Attributing cyberattacks to a particular hacker, or indeed even a nation, is a tricky task. But US military research agency DARPA hopes to overcome those difficulties through a new initiative.
The destructive malware attacks on Sony Pictures in late 2014 highlight how hard it is to attribute a cyberattack to a specific actor. Even seemingly solid clues, such as computer code containing the Korean language, can be easily planted by an attacker as a decoy.
DARPA is now offering funding to researchers who have ideas on how to overcome this challenge in a new program called Enhanced Attribution.
The research agency acknowledges that in some cases it's impossible to reliably and confidently pin a cyberattack on an individual. These days attribution often relies on a static picture of the attackers encapsulated by 'indicators of compromise', which can include specific IP addresses, servers, domains and malware used by the attackers.
"The current characterization of malicious cyber campaigns based on indicators of compromise, such as file hashes and command-and-control infrastructure identifiers, allows malicious operators to evade the defenders and resume operations simply by superficially changing their tools, as well as aspects of their tactics, techniques, and procedures," DARPA notes.

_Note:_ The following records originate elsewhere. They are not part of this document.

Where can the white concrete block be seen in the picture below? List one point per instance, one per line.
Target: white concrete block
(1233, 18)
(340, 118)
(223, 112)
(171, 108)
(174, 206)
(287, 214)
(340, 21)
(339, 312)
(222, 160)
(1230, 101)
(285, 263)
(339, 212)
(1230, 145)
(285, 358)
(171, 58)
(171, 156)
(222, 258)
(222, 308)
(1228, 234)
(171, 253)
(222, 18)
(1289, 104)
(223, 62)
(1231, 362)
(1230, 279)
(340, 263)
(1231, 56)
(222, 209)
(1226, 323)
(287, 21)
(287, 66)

To address this situation, DARPA is seeking technologies that would allow US defenders to "extract behavioral and physical biometrics from a range of devices and vantage points".

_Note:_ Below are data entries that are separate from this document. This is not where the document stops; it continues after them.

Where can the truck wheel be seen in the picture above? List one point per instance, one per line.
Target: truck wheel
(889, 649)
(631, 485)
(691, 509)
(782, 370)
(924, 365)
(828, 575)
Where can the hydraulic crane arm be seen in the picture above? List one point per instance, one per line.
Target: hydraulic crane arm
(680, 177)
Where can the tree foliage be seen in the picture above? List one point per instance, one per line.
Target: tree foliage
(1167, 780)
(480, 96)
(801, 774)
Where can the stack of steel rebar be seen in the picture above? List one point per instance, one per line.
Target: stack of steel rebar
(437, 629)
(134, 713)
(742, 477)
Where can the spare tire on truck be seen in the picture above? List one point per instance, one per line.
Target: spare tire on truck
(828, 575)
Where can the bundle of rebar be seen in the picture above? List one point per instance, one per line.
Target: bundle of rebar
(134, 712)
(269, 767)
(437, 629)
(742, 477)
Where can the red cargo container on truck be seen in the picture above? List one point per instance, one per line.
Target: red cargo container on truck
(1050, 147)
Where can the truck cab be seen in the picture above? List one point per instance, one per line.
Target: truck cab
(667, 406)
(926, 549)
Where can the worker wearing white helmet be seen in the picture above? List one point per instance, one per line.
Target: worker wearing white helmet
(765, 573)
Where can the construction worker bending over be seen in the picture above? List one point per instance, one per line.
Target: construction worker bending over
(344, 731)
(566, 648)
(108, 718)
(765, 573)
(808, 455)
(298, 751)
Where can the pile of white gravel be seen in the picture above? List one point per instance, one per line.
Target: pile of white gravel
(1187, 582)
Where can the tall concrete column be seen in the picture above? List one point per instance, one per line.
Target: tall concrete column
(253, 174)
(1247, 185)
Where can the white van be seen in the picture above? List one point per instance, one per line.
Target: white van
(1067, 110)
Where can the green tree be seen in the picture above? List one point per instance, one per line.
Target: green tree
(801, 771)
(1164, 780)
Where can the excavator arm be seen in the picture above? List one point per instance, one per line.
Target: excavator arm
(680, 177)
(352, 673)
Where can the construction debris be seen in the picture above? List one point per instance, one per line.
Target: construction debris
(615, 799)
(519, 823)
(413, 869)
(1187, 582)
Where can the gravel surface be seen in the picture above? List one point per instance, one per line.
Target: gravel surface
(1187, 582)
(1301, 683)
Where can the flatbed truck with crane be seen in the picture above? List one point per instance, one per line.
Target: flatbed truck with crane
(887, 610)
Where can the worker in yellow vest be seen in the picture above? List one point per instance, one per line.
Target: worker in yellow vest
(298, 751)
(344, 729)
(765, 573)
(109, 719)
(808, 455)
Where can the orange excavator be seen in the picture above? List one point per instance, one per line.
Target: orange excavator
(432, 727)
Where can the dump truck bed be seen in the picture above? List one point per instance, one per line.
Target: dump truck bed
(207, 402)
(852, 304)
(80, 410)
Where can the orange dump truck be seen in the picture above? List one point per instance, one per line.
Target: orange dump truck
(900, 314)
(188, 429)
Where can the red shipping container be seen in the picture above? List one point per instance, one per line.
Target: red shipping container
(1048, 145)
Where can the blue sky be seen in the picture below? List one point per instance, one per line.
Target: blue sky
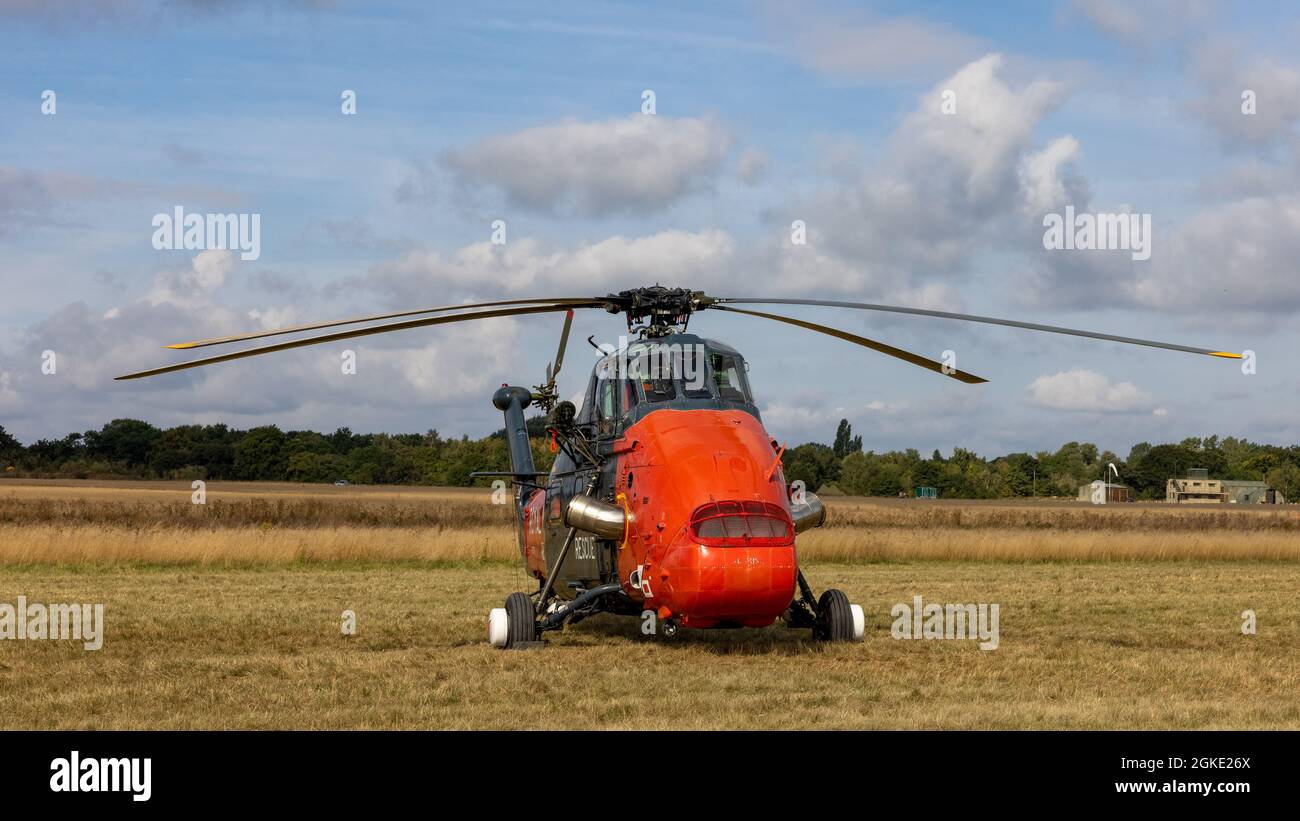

While this wouldn't necessarily produce an actual identity of an individual, it wants defenders to be able to identify "virtual personas and individual malicious cyber operators" and track their activities on different devices.
It would also be a new direction from current methods, which focus on identifying a group or organization rather than individuals within a group.
DARPA is hoping researchers can deliver technical approaches that combine behavioral biometrics and activity tracking. By vantage points, DARPA means IoT devices, mobile phones, DevOps desktops and laptops used by attackers, and network infrastructure.
Other technologies that it hopes will come out of the program include algorithms to generate predictive behavioral profiles of attackers, and technologies that can integrate with other sources of public and commercial data.
It also wants a system that can help build a full historical picture of an attacker's malicious activity over time.
Anyone keen on the funding opportunity needs to submit proposals by June 7.